Who doesn’t like bragging rights to the word “exclusive” attached to their purchases?
The packaging, the aura of self-worth, the self-esteem boost, the carved logo, the indication of quality, umm…this one looks like it’s made from Rare Chewbacca Fur — $10,000? I’ll TAKE IT!
‘Exclusivity’ is a drug; and like other drugs, it preys upon the minds of unsatisfiable thirst of the unquenchable satisfaction existing within human nature.
We deep down “want” to be part of a club we’re not usually allowed access to.
In this era of social-media marketing, “Image” is everything.
Let me give an example of my own experience,
Incase you didn’t know — The Football for the 2018 FIFA World Cup in Russia, is in fact manufactured in Sialkot, Pakistan. (My Birthplace) — bragging.
2018 World Cup Footballs To Be Made In Pakistan | TOLOnews
Russian Ambassador to Pakistan Alexey Dedov said his country will be using footballs manufactured in the Pakistani city…
What is often a little known secret within the industry is that, it’s not JUST the FIFA World Cup Football that is manufactured in Pakistan.
In fact, we as Pakistanis are so good at producing quality reproductions — we’re the local hub for everything from Sports Equipment to Guns.
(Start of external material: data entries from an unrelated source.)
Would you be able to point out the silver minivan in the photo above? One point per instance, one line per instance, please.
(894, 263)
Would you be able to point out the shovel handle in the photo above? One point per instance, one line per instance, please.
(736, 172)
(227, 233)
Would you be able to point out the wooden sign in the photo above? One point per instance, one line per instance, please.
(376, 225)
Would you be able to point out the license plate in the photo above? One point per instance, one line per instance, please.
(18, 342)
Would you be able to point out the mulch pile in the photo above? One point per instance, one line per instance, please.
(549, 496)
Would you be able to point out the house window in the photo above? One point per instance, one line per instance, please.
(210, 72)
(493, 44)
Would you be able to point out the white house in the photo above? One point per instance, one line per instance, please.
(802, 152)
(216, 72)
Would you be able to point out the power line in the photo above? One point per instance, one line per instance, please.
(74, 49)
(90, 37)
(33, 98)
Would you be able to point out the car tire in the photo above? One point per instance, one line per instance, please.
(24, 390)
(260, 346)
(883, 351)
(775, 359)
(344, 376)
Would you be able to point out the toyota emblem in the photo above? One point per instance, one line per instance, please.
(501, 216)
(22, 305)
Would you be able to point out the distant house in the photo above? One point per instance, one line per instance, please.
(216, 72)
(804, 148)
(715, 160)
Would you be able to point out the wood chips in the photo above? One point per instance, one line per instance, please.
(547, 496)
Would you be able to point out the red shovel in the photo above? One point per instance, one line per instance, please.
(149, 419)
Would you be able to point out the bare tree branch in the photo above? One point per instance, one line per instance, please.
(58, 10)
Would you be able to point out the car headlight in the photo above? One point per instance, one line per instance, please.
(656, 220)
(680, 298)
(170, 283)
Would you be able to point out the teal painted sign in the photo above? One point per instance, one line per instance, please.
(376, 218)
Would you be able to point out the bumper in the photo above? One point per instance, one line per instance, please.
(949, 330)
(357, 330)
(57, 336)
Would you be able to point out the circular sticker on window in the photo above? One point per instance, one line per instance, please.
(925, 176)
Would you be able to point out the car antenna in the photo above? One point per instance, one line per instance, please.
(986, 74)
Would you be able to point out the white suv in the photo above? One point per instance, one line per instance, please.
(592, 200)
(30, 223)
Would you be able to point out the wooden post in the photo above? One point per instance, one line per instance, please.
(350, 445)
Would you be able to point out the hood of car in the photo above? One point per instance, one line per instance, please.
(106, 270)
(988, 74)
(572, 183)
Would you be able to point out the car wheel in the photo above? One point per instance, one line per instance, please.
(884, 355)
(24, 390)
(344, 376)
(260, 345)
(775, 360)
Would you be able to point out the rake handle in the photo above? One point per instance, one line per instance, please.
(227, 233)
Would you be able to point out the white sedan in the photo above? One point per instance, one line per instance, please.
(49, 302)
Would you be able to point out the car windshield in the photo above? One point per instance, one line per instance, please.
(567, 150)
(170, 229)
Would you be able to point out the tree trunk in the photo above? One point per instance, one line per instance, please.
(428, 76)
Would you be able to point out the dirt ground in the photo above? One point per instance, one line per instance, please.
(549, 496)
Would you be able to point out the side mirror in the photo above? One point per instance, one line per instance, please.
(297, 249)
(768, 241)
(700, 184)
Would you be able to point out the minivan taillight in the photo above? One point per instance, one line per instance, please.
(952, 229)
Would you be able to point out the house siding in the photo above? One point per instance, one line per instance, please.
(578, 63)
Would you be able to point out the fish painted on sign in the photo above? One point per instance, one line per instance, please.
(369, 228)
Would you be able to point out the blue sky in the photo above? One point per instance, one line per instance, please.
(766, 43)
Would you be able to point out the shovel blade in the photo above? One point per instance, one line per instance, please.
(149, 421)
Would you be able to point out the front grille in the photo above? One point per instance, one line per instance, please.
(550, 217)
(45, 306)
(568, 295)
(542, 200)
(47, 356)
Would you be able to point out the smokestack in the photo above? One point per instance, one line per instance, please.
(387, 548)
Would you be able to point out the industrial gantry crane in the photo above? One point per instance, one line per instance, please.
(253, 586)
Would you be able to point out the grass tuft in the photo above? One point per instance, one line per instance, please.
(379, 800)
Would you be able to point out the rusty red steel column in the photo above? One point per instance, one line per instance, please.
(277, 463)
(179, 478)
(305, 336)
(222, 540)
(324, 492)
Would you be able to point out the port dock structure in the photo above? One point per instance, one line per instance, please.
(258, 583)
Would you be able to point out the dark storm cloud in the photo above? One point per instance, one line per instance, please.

Whether it be Everlast Boxing Equipment or Glock Pistols — we can copy it all.
Who needs a 3D Printer when you have Pakistan?
VICE even went as far as to document this phenomenon.
Let’s just admit it — if you can produce it; we can reverse engineer, reproduce, relabel, and sell it.
Getting back to the Payless experiment, what is interestingly worth noting is what is says about our very perception of our identity — and how a “brand” can tailor that for us.
Personalities on Social Media divulge on this very phenomenon and thrive.
All the customer really demands is a ‘personal touch’ — which wouldn’t be offered at the warehouse instead of the branded store.
People seldom appreciate the product more than its packaging. A cake tastes better when it’s encased in a box with a silhouette of velvet surrounding it.
Flaunting the word ‘Exclusive’ is the ability to drive a demand where none exists. If one should be so lucky as to have a truly exclusive product; they’d find themselves in an illustrious position and the authoritative right to say ‘NO’ — ‘I’m sorry but that particular item isn’t for sale’; it would simply drive the insatiable consumers to insanity.
Business thrives on the formula of exclusivity; be it a celebrity image, a limited edition, or a personally engraved initial on an item of clothing.
— It’s all the same thing.
Exclusive buyers expect a reward; something they can keep to remind themselves they’re now part of ‘The Club’.
A totem they can flash around to their friends that they’re a part of a cult not every individual is allowed access to — a bragging token.
One of Luxury; one of the never-ending pursuit of social affirmation in an era of hollow identities.